Late 18th to 20th century
During the Neoclassical period, no basic changes took place in chair forms, but legs became straight and dimensions lighter. Backs in the shape of classical vases replaced the fanciful outlines of the Rococo period. Around 1800, freely executed imitations of Greek and Roman chairs of the klismos type, with curved legs and backrest, appeared. French chairs of the Empire period, executed in dark mahogany and embellished with ornate bronze mounts, created a ponderous effect.

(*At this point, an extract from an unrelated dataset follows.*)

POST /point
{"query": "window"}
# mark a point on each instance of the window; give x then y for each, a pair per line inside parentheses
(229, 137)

In cheaper versions of inferior workmanship, bourgeois chairs of the 19th century carried on the traditions of the 17th and 18th centuries. The only real innovations were the bentwood (wood that has been bent and shaped) chairs in beech that became popular all over the world and were still made in the 20th century. Around 1900 the continental Art Nouveau and Jugendstil styles (French and German styles characterized by organic foliate forms, sinuous lines, and non-geometric forms), and the Arts and Crafts movement in England (established by the English poet and decorator William Morris to reintroduce idealized standards of medieval craftsmanship), gave rise to original chair designs by Eugène Gaillard in France, Henry van de Velde in Belgium, Josef Hoffman in Austria, Antonio Gaudí in Spain, and Charles Rennie Mackintosh in Scotland. These new furniture styles did not exercise wide, let alone decisive, influence. The Art Nouveau chairs designed by the French architect Hector Guimard, for example, are collector’s pieces, but his name is known to a broader public only because of his fanciful entrances to the Paris Métro.
Modern
After World War I, the Bauhaus school in Germany became a creative centre for revolutionary thinking, resulting, for example, in tubular steel chairs designed by the architects Marcel Breuer, Ludwig Mies van der Rohe, and others. During World War II, the aircraft industry accelerated the development of laminated wood and molded plastic furniture. The dominant chair forms of this period go back to designs by Alvar Aalto, Bruno Mathsson, and Charles and Ray Eames. Rapid technical developments, in conjunction with an ever-increasing interest in human-factors engineering, or ergonomics, hint that completely new chair forms will probably be evolved in the future.